Now let's add code that allows the players to enter their moves. 

In [25]:
turn = "X"

for i in range(9):
    #print the board at the start of each turn
    printBoard(theBoard)
    print ("Turn for " + turn + ". Move on which space?")
    
    #get the active player's move
    move = input()
    
    #update the game board accordingly
    theBoard[move] = turn
    
    #swap player
    if turn == "X":
        turn = "O"
    else:
        turn = "X"

printBoard(theBoard)

 | | 
-+-+-
 | | 
-+-+-
 | | 
Turn for X. Move on which space?
mid-M
 | | 
-+-+-
 |X| 
-+-+-
 | | 
Turn for O. Move on which space?
top-R
 | |O
-+-+-
 |X| 
-+-+-
 | | 
Turn for X. Move on which space?
low-R
 | |O
-+-+-
 |X| 
-+-+-
 | |X
Turn for O. Move on which space?
top-L
O| |O
-+-+-
 |X| 
-+-+-
 | |X
Turn for X. Move on which space?
top-M
O|X|O
-+-+-
 |X| 
-+-+-
 | |X
Turn for O. Move on which space?
low-M
O|X|O
-+-+-
 |X| 
-+-+-
 |O|X
Turn for X. Move on which space?
mid-L
O|X|O
-+-+-
X|X| 
-+-+-
 |O|X
Turn for O. Move on which space?
mid-R
O|X|O
-+-+-
X|X|O
-+-+-
 |O|X
Turn for X. Move on which space?
low-R
O|X|O
-+-+-
X|X|O
-+-+-
 |O|X


## Nested dictionaries and lists

Modeling a tic-tac-toe board was fairly simple: The board needed only a single dictionary value with nine key-value pairs. 

As you model more complicated things, you may find you need dictionaries and lists that contain other dictionaries and lists. Lists are useful to contain an ordered series of values, and dictionaries are useful for associating keys with values. 

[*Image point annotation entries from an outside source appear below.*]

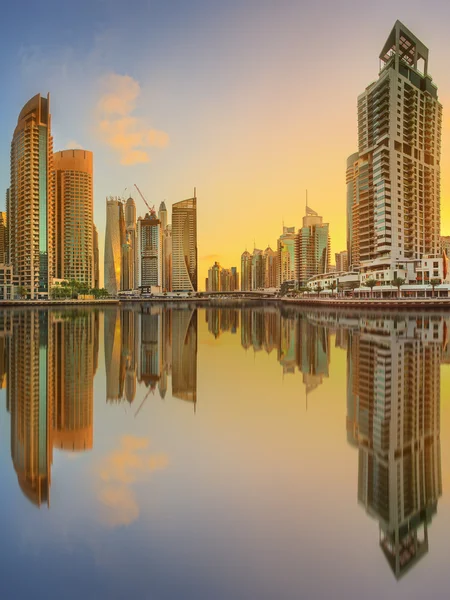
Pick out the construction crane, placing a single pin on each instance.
(151, 390)
(150, 208)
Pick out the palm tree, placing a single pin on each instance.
(434, 283)
(370, 283)
(398, 282)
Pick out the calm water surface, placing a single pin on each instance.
(255, 453)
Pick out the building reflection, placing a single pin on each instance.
(151, 345)
(393, 419)
(50, 364)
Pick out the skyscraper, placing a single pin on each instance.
(96, 257)
(3, 238)
(246, 271)
(286, 255)
(114, 240)
(149, 252)
(31, 199)
(312, 247)
(258, 269)
(130, 227)
(395, 212)
(270, 268)
(74, 206)
(341, 261)
(184, 245)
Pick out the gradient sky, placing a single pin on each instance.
(251, 101)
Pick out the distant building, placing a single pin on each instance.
(341, 261)
(114, 241)
(96, 257)
(3, 238)
(31, 206)
(286, 256)
(270, 268)
(149, 252)
(445, 244)
(184, 245)
(312, 247)
(74, 209)
(214, 278)
(246, 271)
(130, 230)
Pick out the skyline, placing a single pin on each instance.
(213, 121)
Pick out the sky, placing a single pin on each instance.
(249, 101)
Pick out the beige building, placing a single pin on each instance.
(31, 205)
(184, 245)
(393, 184)
(341, 261)
(114, 240)
(74, 206)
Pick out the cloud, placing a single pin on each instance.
(125, 133)
(118, 471)
(73, 145)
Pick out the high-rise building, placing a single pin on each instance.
(214, 278)
(74, 209)
(96, 257)
(341, 261)
(130, 229)
(114, 240)
(166, 232)
(270, 268)
(445, 245)
(246, 271)
(184, 245)
(286, 255)
(3, 238)
(31, 211)
(128, 262)
(312, 247)
(393, 184)
(258, 269)
(149, 252)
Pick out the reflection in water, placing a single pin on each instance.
(48, 361)
(50, 391)
(393, 412)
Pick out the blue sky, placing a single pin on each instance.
(250, 101)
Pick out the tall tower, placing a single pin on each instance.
(31, 202)
(3, 238)
(246, 271)
(166, 232)
(96, 257)
(184, 245)
(396, 177)
(312, 247)
(149, 251)
(114, 240)
(130, 226)
(286, 255)
(74, 208)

For example, here’s a program that uses a dictionary that contains other dictionaries in order to see who is bringing what to a picnic. The `totalBrought()` function can read this data structure and calculate the total number of an item being brought by all the guests.

In [30]:
allGuests = {"Alice": {"apples": 5, "pretzels": 12}, "Bob": {"ham sandwiches": 3, "apples": 2}, "Carol": {"cups": 3, "apple pies": 1}}

#define a function with the formal parameters guests and item
def totalBrought(guests, item): 
    numBrought = 0
    
    #inside the totalBrought function, the for loop iterates over the key-value pairs in guests
    for k, v in guests.items():
        #get() gets a key's value. If the key does not exist, the value is 0
        numBrought = numBrought + v.get(item, 0)
    return numBrought

print ("Number of things being brought:")

#function totalBrought is called, with guests = allGuests and item = "apples", "cups", etc.
#function is called with actual parameters 
print (" - Apples         " + str(totalBrought(allGuests, "apples")))
print (" - Cups           " + str(totalBrought(allGuests, "cups")))
print (" - Cakes          " + str(totalBrought(allGuests, "cakes")))
print (" - Ham Sandwiches " + str(totalBrought(allGuests, "ham sandwiches")))
print (" - Apple Pies     " + str(totalBrought(allGuests, "apple pies")))

Number of things being brought:
 - Apples         7
 - Cups           3
 - Cakes          0
 - Ham Sandwiches 3
 - Apple Pies     1


To remind you how functions work, here is another example of a function. in `sumProblem`, `x` and `y` are the formal parameters. When the function is called later on (inside another function called `main()`, actual parameters are provided). 

In [31]:
def sumProblem(x, y):
    sum = x + y
    sentence = "The sum of {} and {} is {}.".format(x,y,sum)
    print(sentence)

def main():
    sumProblem(2, 3)
    sumProblem(1234456678, 123823842)
    a = int(input("Enter an integer: "))
    b = int(input("Enter another integer: "))
    sumProblem(a, b)

main()

The sum of 2 and 3 is 5.
The sum of 1234456678 and 123823842 is 1358280520.
Enter an integer: 3
Enter another integer: 345
The sum of 3 and 345 is 348.


## Summary

Lists and dictionaries are values that contain multiple values, including other lists and dictionaries. Dictionaries are useful because you can map one item (the key) to another (the value), as opposed to lists, which simply contain a series of values in order. Values inside a dictionary are accessed using square brackets just as with lists. Instead of an integer index, dictionaries can have keys of a variety of data types: integers, floats, strings or tuples. By organising a program's values into data structures, you can create representations of real-world objects.